The rapidly increasing industry shift is further made evident by the fact that apparently 90% of B2C businesses and 93% of B2B businesses use content marketing. In fact, 72% of B2C marketers are producing more content than they did one year ago and 60% plan to increase their marketing budget in the next 12 months (as of 2014).

Help! I’m Drowning!

In this vast sea of media and online content, it seems like anyone could easily drown. One of Google’s executive chairmen, Eric Schmidt, testifies to the boundless ocean of content that is being created everyday:

“More content is being created in 48 hours than what was produced from the beginning of time until 2003.”

I’m not sure about you, but this is a little hard for me to wrap my brain around. Even after exploring a tiny fraction of the information that is available on content marketing, I began to feel like I was losing air. There seems to be limitless amounts of articles, videos, and other forms of content that explain how to make content—It’s rather meta if you think about it. Is all of this content a good thing or a bad thing? How can we cut through the clutter? I’m not really sure that I have the answer to either of these questions, but if I did, then I would likely be writing a book right now instead of a blog post.

A Critical Analysis

Clearly there is value in content marketing, but it seems like the push is for everyone and their brother to be blogging nowadays. Is this really necessary to remain competitive in today’s business world? Companies like HubSpot, Marketo, Zerys, and organizations like the Content Marketing Institute produce a flood of content promoting the practice of content marketing, because they have a lot to gain from companies jumping on the bandwagon. Namely, that people will buy their content and software. My point in saying all of this, is that just because there is a crowd of corporate voices shouting all at once, it doesn’t necessarily mean that all of their practices are for everyone. Continuously pumping out blogs may not necessarily be realistic or relevant for certain companies. It works well for companies like HubSpot because their company provides service in the broad domain of digital marketing. What about companies that offer a small range of products with straightforward value? Certainly producing content that offers value to the customer could possibly help drive their company forward, but I’m not so certain that a one-size-fits-all approach is the best when it comes to content marketing. Why? Because businesses are unique entities that have different needs, values, and capabilities. They should implement a content marketing strategy that caters best to their goals and abilities.

Some Important Takeaways

I could sit here and create a list of tips on how to create an effective content marketing strategy, but that is what everyone else is doing, and I would prefer not to add to the clutter (even if it’s a venture that is futile). Instead, I’ll leave you with a few of the most basic and essential takeaways that I have gathered in conducting my research. These are universal ideas that companies should consider when developing a content marketing strategy.

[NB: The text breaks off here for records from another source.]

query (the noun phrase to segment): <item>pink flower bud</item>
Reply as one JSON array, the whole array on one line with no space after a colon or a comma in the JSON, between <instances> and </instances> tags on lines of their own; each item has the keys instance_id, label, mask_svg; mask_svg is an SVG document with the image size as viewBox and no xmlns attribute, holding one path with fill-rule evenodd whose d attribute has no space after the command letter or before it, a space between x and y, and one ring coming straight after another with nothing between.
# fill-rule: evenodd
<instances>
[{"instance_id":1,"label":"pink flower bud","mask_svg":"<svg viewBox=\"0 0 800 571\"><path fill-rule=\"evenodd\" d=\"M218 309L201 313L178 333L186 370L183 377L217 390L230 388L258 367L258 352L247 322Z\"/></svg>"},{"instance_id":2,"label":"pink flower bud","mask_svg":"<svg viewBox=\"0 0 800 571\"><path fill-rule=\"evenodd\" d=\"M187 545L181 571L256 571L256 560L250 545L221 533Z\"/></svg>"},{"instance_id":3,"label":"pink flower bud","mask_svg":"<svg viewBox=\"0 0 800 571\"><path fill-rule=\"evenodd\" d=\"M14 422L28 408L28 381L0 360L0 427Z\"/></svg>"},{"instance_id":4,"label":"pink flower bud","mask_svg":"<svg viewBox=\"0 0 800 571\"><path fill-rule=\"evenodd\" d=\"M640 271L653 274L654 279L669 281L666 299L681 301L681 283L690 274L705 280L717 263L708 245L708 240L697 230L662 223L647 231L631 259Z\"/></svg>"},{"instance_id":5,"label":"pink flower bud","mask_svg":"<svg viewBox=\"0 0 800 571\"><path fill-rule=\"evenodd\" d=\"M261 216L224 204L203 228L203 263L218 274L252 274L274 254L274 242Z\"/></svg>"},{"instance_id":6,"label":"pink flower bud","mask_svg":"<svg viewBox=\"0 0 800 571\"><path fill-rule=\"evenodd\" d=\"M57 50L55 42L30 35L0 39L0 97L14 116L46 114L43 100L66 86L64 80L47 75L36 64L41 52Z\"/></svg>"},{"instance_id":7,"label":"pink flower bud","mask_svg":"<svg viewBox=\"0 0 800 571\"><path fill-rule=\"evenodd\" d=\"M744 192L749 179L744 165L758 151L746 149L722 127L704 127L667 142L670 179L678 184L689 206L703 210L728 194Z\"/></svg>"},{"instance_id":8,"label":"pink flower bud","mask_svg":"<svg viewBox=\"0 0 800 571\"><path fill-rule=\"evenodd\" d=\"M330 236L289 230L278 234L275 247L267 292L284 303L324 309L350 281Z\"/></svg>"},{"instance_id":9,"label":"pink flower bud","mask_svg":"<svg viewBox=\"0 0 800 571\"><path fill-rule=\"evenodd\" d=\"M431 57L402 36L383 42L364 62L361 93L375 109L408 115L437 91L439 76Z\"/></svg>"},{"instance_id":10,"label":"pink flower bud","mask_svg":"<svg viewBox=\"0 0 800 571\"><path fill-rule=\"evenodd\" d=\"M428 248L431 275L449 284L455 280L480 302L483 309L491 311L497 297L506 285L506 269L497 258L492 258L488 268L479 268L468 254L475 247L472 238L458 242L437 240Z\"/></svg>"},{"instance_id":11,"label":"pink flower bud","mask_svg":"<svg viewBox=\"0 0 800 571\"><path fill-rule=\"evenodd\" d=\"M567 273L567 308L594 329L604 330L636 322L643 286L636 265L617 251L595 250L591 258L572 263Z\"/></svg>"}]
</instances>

The first, is that value is key. It is extremely important not to create content for the sake of creating content. If you create meaningless content for the sake of increasing your online presence, then all you are doing is adding to the sea of clutter—and consumers will see right through you or ignore you altogether. Part of the problem with content marketing today seems to be that there is too much content and not enough value.

In attempting to create value, having a campaign that is focused is essential. Part of creating value for customers means that content must remain focused in more than one way. It must focus on a particular target market and focus on a particular need or interest of that target market. Sending out a grapeshot of content to the masses means less relevant content for everyone involved and a loss of potential conversions.

Finally, in the endeavor to create value, strategy and direction are important. You need a plan and a direction for your content, not only to create value, but also to create quality content. In fact, according to Content Harmony’s trends for 2015, it’s possible that we could see a rise use of serial content, which seems to be pretty effective at getting consumers’ attention. This refers to a series of related content that is released periodically, almost like a TV show. Serial content and other pieces of effective content require strategy and direction just like any other successful campaign on the planet.

Cutting through the clutter and creating value is not necessarily easy, but it certainly can lead to remarkable results for your inbound marketing campaign. I definitely don’t have all of the answers when it comes to content marketing and I likely have raised more questions than I have answers. But nonetheless, hopefully you found my content to be valuable.